I want to cite certain points from her book:
Citations from the book
…constantly operating outside of your comfort zone can contribute to stress, burnout and further mental health challenges. (p.20)
….if an application has the ability to retrieve an image on your server, such as your profile image, an attacker could potentially exploit SSRF to retrieve a different file from the server which they would not ordinarily be authorized to see. (p.55)
In November 2022, one year after Log4Shell was discovered by Alibaba, Tenable reported that they had found that 72 per cent of organizations remain vulnerable to the Log4Shell vulnerability. (p.58)
We’re not protecting technology for the sake of the technology, or even protecting information for the sake of the information. We are doing it, ultimately, to protect people. To protect their finances, their jobs, their identities and sometimes even their physical safety. (p.63)
When an individual or organization is affected by ransomware, they can visit www.nomoreransom.org to access decryption tools for many different types of ransomware. (p.98)
It is vital that organizations build a cyber security culture in which people understand the importance of reporting phishing emails and feel safe that they can do so without fearing becoming the scapegoat. (p.101)

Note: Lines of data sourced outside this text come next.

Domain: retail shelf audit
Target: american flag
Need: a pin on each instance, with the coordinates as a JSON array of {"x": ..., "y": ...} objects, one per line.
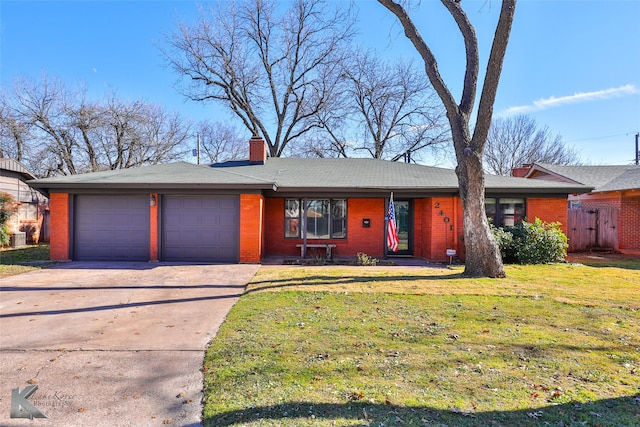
[{"x": 392, "y": 231}]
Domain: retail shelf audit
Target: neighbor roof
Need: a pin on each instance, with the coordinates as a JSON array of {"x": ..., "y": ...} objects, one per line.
[
  {"x": 601, "y": 178},
  {"x": 300, "y": 174}
]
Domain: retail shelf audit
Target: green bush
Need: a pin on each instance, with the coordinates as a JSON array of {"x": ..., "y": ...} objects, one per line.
[
  {"x": 535, "y": 242},
  {"x": 364, "y": 259}
]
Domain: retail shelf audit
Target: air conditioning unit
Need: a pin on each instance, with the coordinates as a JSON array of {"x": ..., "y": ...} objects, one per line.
[{"x": 18, "y": 239}]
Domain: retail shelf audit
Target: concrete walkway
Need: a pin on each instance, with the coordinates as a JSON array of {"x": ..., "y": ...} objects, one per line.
[{"x": 117, "y": 344}]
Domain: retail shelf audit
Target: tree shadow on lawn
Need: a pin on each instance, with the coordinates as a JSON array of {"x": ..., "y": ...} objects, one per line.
[
  {"x": 343, "y": 280},
  {"x": 619, "y": 412},
  {"x": 624, "y": 261}
]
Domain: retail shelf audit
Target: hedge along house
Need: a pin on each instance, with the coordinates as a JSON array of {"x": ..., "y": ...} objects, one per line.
[{"x": 242, "y": 211}]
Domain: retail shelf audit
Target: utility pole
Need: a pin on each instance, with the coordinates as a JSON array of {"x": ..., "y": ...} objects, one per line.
[{"x": 198, "y": 149}]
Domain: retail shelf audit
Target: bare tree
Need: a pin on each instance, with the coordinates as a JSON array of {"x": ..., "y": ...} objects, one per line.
[
  {"x": 13, "y": 133},
  {"x": 273, "y": 68},
  {"x": 53, "y": 130},
  {"x": 388, "y": 110},
  {"x": 220, "y": 142},
  {"x": 482, "y": 253},
  {"x": 515, "y": 141}
]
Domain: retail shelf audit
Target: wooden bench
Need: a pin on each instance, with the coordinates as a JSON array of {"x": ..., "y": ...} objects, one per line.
[{"x": 327, "y": 246}]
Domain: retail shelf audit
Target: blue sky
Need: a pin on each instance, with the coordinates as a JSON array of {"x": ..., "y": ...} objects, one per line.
[{"x": 573, "y": 65}]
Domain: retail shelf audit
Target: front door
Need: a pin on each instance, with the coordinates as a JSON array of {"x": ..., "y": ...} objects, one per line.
[{"x": 404, "y": 225}]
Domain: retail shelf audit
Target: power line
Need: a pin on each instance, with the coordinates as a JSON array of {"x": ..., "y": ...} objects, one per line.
[{"x": 602, "y": 137}]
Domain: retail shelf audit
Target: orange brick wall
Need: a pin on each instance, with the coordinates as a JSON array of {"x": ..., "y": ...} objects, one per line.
[
  {"x": 59, "y": 226},
  {"x": 153, "y": 228},
  {"x": 629, "y": 223},
  {"x": 251, "y": 230},
  {"x": 548, "y": 210},
  {"x": 359, "y": 239}
]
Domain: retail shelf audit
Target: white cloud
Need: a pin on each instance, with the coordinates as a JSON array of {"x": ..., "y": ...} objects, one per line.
[{"x": 552, "y": 102}]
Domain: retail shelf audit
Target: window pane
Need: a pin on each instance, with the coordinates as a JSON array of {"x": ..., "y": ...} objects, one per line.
[
  {"x": 339, "y": 208},
  {"x": 512, "y": 211},
  {"x": 292, "y": 208},
  {"x": 27, "y": 211},
  {"x": 339, "y": 230}
]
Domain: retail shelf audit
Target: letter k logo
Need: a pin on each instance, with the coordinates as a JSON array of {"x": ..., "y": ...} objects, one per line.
[{"x": 21, "y": 407}]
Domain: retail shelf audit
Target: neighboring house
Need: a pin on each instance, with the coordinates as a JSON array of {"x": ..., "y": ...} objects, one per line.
[
  {"x": 31, "y": 204},
  {"x": 608, "y": 217},
  {"x": 243, "y": 211}
]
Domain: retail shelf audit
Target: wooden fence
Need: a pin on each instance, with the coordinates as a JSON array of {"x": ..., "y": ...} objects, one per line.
[{"x": 593, "y": 229}]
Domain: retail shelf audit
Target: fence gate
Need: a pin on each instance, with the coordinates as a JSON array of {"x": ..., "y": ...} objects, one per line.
[{"x": 592, "y": 229}]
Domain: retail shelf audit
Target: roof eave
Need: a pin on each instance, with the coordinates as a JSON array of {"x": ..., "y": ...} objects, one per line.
[{"x": 153, "y": 187}]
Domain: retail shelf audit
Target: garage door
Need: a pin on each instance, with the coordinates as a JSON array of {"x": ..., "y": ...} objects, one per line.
[
  {"x": 200, "y": 228},
  {"x": 111, "y": 228}
]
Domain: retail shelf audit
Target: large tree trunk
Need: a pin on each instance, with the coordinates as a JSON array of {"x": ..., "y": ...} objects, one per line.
[
  {"x": 482, "y": 254},
  {"x": 482, "y": 257}
]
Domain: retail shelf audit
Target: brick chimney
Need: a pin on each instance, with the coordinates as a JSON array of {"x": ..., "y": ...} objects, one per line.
[
  {"x": 521, "y": 171},
  {"x": 257, "y": 150}
]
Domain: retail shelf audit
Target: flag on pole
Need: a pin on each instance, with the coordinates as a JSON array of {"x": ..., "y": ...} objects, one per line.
[{"x": 392, "y": 231}]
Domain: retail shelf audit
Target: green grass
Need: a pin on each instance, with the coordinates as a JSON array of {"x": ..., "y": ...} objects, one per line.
[
  {"x": 551, "y": 345},
  {"x": 17, "y": 261}
]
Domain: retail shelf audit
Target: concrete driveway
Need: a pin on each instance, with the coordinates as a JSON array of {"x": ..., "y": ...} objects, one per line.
[{"x": 117, "y": 344}]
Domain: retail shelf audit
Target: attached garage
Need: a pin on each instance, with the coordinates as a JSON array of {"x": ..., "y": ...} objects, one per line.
[
  {"x": 111, "y": 227},
  {"x": 203, "y": 228}
]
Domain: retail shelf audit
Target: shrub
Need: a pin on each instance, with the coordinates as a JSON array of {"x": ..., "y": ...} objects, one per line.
[{"x": 535, "y": 242}]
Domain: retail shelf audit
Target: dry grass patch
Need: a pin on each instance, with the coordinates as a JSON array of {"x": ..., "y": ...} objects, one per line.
[
  {"x": 322, "y": 346},
  {"x": 577, "y": 283}
]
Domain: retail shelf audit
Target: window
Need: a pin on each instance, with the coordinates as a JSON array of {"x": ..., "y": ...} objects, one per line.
[
  {"x": 326, "y": 218},
  {"x": 506, "y": 211},
  {"x": 28, "y": 211}
]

Another downside to both of these systems is when the wearer does not remove the badge and lanyard when they leave the building. This allows them to be identified, opening an opportunity for social engineering, and also enables an attacker to steal or replicate the badge if they are seeking access to the site. (p.106)
…we can be sure that cyberspace will increasingly be used by nation states as part of geopolitical conflict. (p.146)
Situational awareness: This is a baseline for anyone wanting to enhance their level of security. Situational awareness often comes down to observational skills, having an understanding of what is happening around you and the potential impact of that. (p.176)
The final piece of advice I’d give my younger self is this: no man or woman achieves anything great on their own. It always takes a community to truly make lasting change happen. (p.183)
Conclusion
That book has a good answer if you’re looking for a broader perspective on the field and a reference. We can not distinguish the people factor from any security programs. Dr. Barker’s expertise gives good insights for every security professional interacting with people in their organizations. It’s easy to blame users for unsafe behaviour or policy violations. However, if that is due to a lack of education and training, the security personnel should reconsider their education programs for those personnel.
Thank you, Dr. Barker, for your work in the field to help protect people in cyberspace.